Ritengo doveroso, senza entrare nel merito delle opinabili considerazioni personali riportate nell’articolo, che comunque, pur non condividendole, rispetto, fugare i dubbi insinuati circa gli effetti deleteri per l’assistenza sanitaria che il pensionamento del medico in questione avrebbe causato.

L’ambulatorio di Terapia del dolore ha dato un importante contributo assistenziale fornendo prestazioni sanitarie alla numerosa utenza che ha bisogno di attenuare, o comunque controllare, il dolore causato dalle patologie di cui soffrono. Tale ambulatorio, insieme all’altra struttura di Cure Palliative di questa Azienda Ospedaliera Universitaria (AOU), fa parte di una più ampia Rete di assistenza costituita da una aggregazione funzionale ed integrata di servizi, sia distrettuali (di competenza dell’ASP) che ospedalieri (di competenza di questa AOU), che operano in modo sinergico per garantire il diritto di accesso alla terapia del dolore a tutti i cittadini.

I servizi erogati da questa Azienda Ospedaliera non sono mai stati interrotti, anche perché rientrano nei Livelli Essenziali di Assistenza (LEA).

Entrambi i servizi deputati al trattamento cronico e/o acuto del dolore sono stati e sono regolarmente erogati da questa Azienda Ospedaliera, senza alcuna soluzione di continuità, dal Dipartimento Oncoematologico presso l’Ospedale De Lellis. Le Cure Palliative fanno capo alla struttura diretta dal dott. Squillace mentre la Terapia del dolore è assicurata dalla struttura oggi diretta dal dott. Pietro Maglio, medico anestesista al pari del suo predecessore, dott.Russo, in pensione dal 30 aprile u.s..

Pertanto, contrariamente al dubbio artatamente instillato nell’articolo stampa, nel riportare le considerazioni personali del medico pensionato, l’attenzione dedicata da questa AOU alla linea assistenziale correlata alla rete della terapia del dolore è stata e continua ad essere elevata. Il personale che coadiuva la struttura è quello della struttura complessa di anestesia e rianimazione che deve comunque contribuire ad assicurare la continuità assistenziale.

Prova ne è che dal 1° maggio u.s. la sola struttura di Terapia del dolore ha erogato 120 procedure in regime di daysurgery, 368 prestazioni ambulatoriali di presa in carico di nuovi pazienti e 30 consulenze specialistiche interne. Risultati importanti che confermano il trend.

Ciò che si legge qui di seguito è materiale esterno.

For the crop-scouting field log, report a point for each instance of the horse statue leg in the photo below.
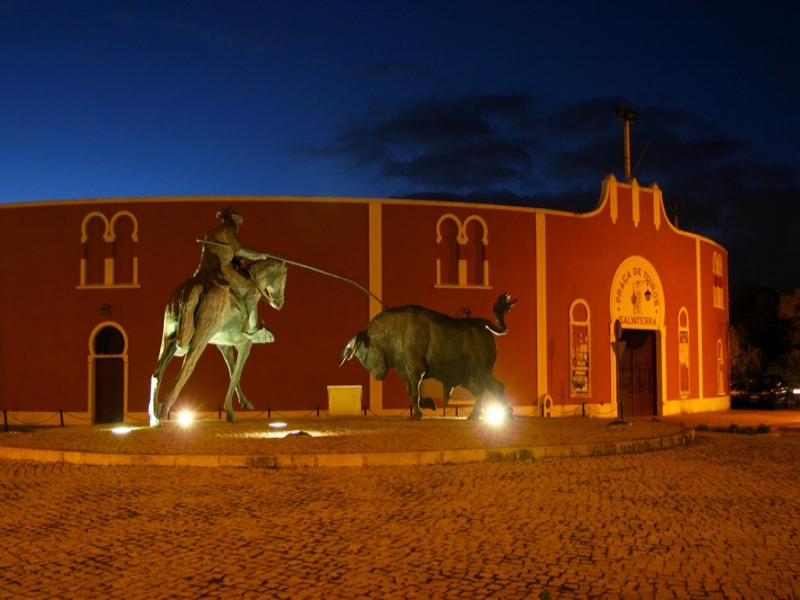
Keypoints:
(230, 361)
(168, 349)
(242, 352)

Pur comprendendo, sul piano personale, l’amarezza del medico pensionato trasfusa nell’articolo, non posso esimermi dal formulare alcune, brevi considerazioni conclusive. L’AOU Dulbecco rappresenta una importante variabile di miglioramento della qualità dell’assistenza sanitaria nell’area centro della Regione, tale ruolo potrà essere assolto, superata la prima e complessa fase di definizione del suo modello organizzativo, riuscendo ad intercettare le migliori competenze ed esperienze professionali, giovani meritevoli di un nuovo spazio entro cui trasfondere le proprie energie. Il management dell’Azienda, pur tra le mille e notorie difficoltà, ha il dovere di rendersi interprete di questa visione nuova e accompagnare il processo di radicale cambiamento superando le comprensibili resistenze che ogni mutamento organizzativo porta con se. Rinunciare a tali spinte visionarie significherebbe accettare un approccio distopico che, al contrario, è finalizzato al mantenimento dell’esistente.